We did this as a team. I explained my concerns and what I thought might be a solution. He was on board and we picked out the box which would hold his folders together. I also spent a lot of time figuring out what would go in those folders. It was actually very little. There were four folders and perhaps two of them would have textbook type work. The other folders would contain coloring pages or puzzles or directions to read a book for 20 minutes or to go play his guitar or the piano. They were all short, some he even considered fun, and the activities and order changed daily. My goal was to keep it short, interesting, and doable, so that when he thought of schoolwork, his brain didn’t immediately go to that panicked place.

It was also completely optional, at least in my mind. I had to take any expectations that he would do something on any given day off the table. If I became concerned about it, it would immediately cause him to spiral in his behavior. I would mention it was time to start work, I would answer questions or explain what he was to do, I might even remind him what he was supposed to be doing, but if he balked, I let him put it away. Initially, it seemed like the antithesis of good homeschooling, and I wondered if I should be experimenting on my child.

I am happy to report that my gut proved to be correct. By the end of that school year, he had a new attitude towards schoolwork. He was doing most of it willingly and could even ask for my help. (This was something that I would have said was impossible a year earlier.) When it was time to work on the next year’s school schedule, I asked if he wanted a regular schedule like his brothers and sisters or did he want another year of our box. He wanted regular work and could even talk to me about what he thought would and wouldn’t work. So that’s what we’ve been doing. On the whole, he has been doing quite well. He does work every day and maintains his equilibrium. He has also shown a tenacity that I hadn’t seen before. There was a page of division problems (his personal nemesis) that involved solving a puzzle. He spent three days doing and redoing the problems to get the puzzle right. He complained, but kept working. As long as he was working on it, I stayed out of, only giving help when asked. I also didn’t push him to try to do more than the 20 minutes he was spending on it each morning. But he finished it. I was so proud of him.

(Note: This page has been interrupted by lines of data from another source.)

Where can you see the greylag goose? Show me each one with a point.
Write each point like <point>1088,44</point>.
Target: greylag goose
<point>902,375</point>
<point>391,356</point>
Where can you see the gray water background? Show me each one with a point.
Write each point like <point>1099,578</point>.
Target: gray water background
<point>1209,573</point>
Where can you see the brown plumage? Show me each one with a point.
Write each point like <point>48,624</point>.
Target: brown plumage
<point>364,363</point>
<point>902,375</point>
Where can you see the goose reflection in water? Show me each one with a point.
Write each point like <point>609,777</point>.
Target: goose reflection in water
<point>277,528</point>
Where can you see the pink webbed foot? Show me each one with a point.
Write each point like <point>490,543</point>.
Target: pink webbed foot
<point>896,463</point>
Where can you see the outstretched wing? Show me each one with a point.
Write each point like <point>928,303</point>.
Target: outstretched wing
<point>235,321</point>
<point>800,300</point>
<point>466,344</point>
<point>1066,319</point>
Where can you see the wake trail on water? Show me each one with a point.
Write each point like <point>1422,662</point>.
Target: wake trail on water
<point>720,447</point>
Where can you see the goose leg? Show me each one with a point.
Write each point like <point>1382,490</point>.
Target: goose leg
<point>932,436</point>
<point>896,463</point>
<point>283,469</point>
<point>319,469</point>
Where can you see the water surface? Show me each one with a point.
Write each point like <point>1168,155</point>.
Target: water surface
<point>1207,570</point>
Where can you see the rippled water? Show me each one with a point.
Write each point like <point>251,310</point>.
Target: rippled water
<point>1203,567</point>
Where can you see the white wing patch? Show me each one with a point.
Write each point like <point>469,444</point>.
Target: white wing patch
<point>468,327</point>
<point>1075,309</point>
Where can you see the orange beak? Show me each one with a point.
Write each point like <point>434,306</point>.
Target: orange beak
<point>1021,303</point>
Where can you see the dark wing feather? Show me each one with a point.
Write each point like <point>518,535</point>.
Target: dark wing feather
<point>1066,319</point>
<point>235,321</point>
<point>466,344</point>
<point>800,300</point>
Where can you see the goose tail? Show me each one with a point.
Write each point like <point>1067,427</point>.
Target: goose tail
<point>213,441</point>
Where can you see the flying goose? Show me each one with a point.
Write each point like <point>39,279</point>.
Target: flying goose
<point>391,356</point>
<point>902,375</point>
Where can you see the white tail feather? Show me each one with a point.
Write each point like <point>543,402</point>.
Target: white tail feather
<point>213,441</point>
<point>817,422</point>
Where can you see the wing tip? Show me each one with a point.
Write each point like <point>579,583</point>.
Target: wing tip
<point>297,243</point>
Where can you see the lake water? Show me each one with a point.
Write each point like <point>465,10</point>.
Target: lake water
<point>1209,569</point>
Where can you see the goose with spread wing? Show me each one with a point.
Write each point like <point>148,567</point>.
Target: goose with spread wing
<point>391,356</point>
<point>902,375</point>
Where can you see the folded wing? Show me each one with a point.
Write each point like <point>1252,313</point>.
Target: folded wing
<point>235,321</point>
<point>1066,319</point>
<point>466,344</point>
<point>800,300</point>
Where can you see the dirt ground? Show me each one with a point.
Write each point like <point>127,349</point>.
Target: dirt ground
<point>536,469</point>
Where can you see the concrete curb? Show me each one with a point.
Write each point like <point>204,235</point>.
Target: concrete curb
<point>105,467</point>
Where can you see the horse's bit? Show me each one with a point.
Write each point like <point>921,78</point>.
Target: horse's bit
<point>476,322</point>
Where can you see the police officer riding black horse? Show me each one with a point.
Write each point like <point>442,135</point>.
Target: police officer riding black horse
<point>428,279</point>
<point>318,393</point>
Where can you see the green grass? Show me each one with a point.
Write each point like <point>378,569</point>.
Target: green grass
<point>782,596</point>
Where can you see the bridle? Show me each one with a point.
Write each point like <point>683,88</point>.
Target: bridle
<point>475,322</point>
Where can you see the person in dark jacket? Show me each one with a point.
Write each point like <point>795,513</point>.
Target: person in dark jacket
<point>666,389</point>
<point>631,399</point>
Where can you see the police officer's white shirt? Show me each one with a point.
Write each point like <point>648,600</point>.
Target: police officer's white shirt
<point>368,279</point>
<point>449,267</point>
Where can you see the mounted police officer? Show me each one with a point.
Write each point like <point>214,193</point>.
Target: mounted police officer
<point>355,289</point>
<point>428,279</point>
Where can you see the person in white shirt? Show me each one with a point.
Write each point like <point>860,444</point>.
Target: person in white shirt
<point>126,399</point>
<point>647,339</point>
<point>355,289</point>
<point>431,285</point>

For him, it was as if another of my children was doing calculus as a 10 year old. That’s how huge this was.

Now, my little homeschooling experiment was not the only thing to make the difference. We saw a therapist and worked on relationships and healing in all realms of our life. It is also still very much a work in progress. But the difference between now and two years ago is that I have hope. I truly believe that keeping him home and spending those hours with him made the difference.